Open Banking is coming to Australia.
The initiative will exhume customer data buried in banks’ databases, enable seamless data sharing and drive the banking industry to be more competitive for the benefits of consumers.
To consumers, Open Banking is an opportunity to easily use their data, gain further insight to find themselves some better deals on financial services and to save money. For instance, Open Banking can provide an effective catalyst for consumers to make informed decisions to switch banks.
To financial organisations, Open Banking is a compliance and technical challenge of opening the data box, a business performance risk of losing customers and a business opportunity at the same time. Smaller banks, neobanks and other developing Financial Technology (FinTech) organisations are well placed to capitalise on the Open Banking business opportunity and take on further market share.
To be successful, Open Banking relies on a strong information security risk management underpinned by an effective accreditation process.
What is Open Banking?
In Australia, Open Banking is an initiative of the Australian Competition and Consumer Commission (ACCC). The initiative is inscribed in the Consumer Data Right (CDR) as its first application for the banking sector. Subsequent CDR initiatives will later apply to the Energy and Telecommunication sectors.
According to the ACCC, Open Banking will improve consumers’ ability to compare and switch between banking products and services. It will also encourage competition between banking service providers, leading not only to better prices for customers but also more innovative products and services.
“Open banking will involve consumers being able to control the data that banks hold on them, whether that be to send them to other financial institutions or other authorised organisations.” (finder)
The data in scope of Open Banking currently includes:
- Customer data, such as name, contact details and account level data;
- Transaction data, such as balances, transaction history and transaction details; and
- Product data, such as product description, fees, charges and terms and conditions.
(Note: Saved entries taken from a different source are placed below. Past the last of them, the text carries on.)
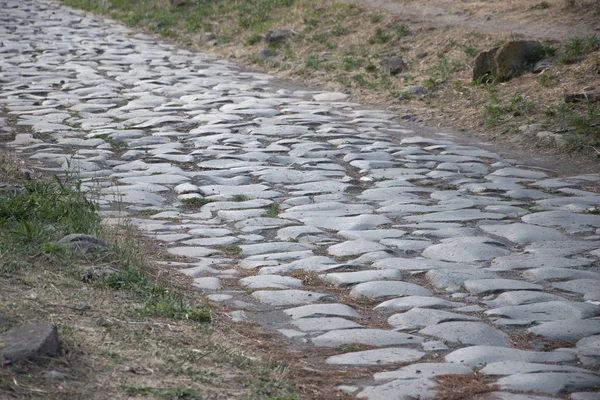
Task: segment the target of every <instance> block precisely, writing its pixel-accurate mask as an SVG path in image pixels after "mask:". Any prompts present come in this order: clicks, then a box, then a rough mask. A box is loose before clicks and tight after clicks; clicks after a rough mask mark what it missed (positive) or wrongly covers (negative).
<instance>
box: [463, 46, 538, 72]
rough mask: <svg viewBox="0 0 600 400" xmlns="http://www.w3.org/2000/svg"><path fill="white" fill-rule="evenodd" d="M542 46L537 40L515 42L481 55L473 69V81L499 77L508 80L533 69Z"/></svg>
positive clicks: (485, 52) (475, 62) (479, 55)
mask: <svg viewBox="0 0 600 400" xmlns="http://www.w3.org/2000/svg"><path fill="white" fill-rule="evenodd" d="M541 46H542V44H541V43H540V42H538V41H537V40H514V41H510V42H507V43H504V44H503V45H502V46H499V47H494V48H493V49H491V50H488V51H484V52H481V53H479V55H478V56H477V58H476V59H475V66H474V67H473V80H474V81H479V80H482V79H484V80H485V79H491V78H492V77H497V78H499V79H502V80H508V79H510V78H513V77H515V76H518V75H520V74H521V73H523V72H524V71H526V70H528V69H530V68H531V63H532V62H535V61H537V60H535V58H536V55H537V54H536V53H538V51H537V50H538V49H539V48H540V47H541Z"/></svg>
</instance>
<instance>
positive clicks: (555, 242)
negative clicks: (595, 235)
mask: <svg viewBox="0 0 600 400" xmlns="http://www.w3.org/2000/svg"><path fill="white" fill-rule="evenodd" d="M598 248H600V242H598V241H584V240H565V241H560V242H557V241H547V242H534V243H532V244H530V245H529V246H526V247H525V251H526V252H527V253H533V254H543V255H546V256H557V257H569V256H572V255H576V254H579V253H583V252H586V251H590V250H595V249H598Z"/></svg>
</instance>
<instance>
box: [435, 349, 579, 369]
mask: <svg viewBox="0 0 600 400" xmlns="http://www.w3.org/2000/svg"><path fill="white" fill-rule="evenodd" d="M444 359H445V360H446V361H448V362H452V363H458V364H463V365H467V366H469V367H472V368H475V367H479V366H485V365H486V364H490V363H493V362H501V361H522V362H531V363H560V362H568V361H572V360H574V359H575V355H574V354H573V353H572V352H569V351H560V350H555V351H550V352H538V351H527V350H518V349H511V348H508V347H497V346H485V345H483V346H471V347H464V348H462V349H458V350H455V351H453V352H452V353H450V354H448V355H446V356H445V357H444Z"/></svg>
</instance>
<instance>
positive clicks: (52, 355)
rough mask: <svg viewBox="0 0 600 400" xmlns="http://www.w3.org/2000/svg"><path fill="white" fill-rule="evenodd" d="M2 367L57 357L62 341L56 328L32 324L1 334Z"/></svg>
mask: <svg viewBox="0 0 600 400" xmlns="http://www.w3.org/2000/svg"><path fill="white" fill-rule="evenodd" d="M0 346H4V347H2V348H0V366H1V365H3V364H10V363H13V362H16V361H19V360H23V359H34V358H38V357H56V356H58V355H59V353H60V341H59V339H58V331H57V330H56V326H54V325H50V324H41V323H31V324H27V325H21V326H18V327H16V328H13V329H11V330H9V331H7V332H4V333H2V334H0Z"/></svg>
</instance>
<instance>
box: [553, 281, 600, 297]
mask: <svg viewBox="0 0 600 400" xmlns="http://www.w3.org/2000/svg"><path fill="white" fill-rule="evenodd" d="M552 286H553V287H555V288H556V289H561V290H566V291H567V292H574V293H582V294H587V293H598V292H600V286H599V281H598V280H597V279H590V278H586V279H573V280H570V281H567V282H557V283H553V284H552Z"/></svg>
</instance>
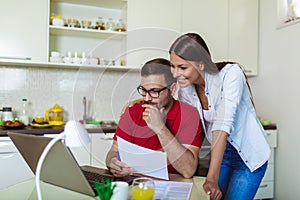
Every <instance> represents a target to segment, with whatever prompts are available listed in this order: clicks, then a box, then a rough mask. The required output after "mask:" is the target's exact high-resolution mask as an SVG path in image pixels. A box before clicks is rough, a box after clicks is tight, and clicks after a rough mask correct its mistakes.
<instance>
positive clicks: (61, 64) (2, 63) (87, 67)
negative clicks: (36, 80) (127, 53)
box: [0, 59, 140, 72]
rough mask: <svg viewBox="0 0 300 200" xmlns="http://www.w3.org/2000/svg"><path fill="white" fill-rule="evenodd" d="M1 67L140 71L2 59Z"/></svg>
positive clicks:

The products in scope of Open Banking currently include:
- Credit and debit card data;
- Deposit and transaction accounts data;
- Mortgages data; and
- Personal loans, business loans, consumer leases and overdrafts data.
Under the rules of CDR and Open Banking, the data owner can be either an individual or a business, and is referred to as a Consumer in the CDR framework .
Consumers can access their data and they can authorise third-parties to access their data under the following key control principles (my own summary):
- Banks (data holders) must comply with the right of consumers to exercise their entitlement under the CDR. The entitlement is offered to current customers, but not to former customers;
- Consumers can specify the data in scope of access. There is sense of control and granularity. Only data in digital form is in scope of Open Banking;
- Consumers authorise third-party data recipients to access their data with explicit consents and to use their data in accordance with that consent;
- It must be quick & easy with APIs. In its current version, Open Banking is online-only. It is only available to customers who have access to and use online banking;
- It must be free (no cost to consumers);
- It must be secure; and
- Third-party data recipients must be accredited by the ACCC to qualify as trusted CDR participants.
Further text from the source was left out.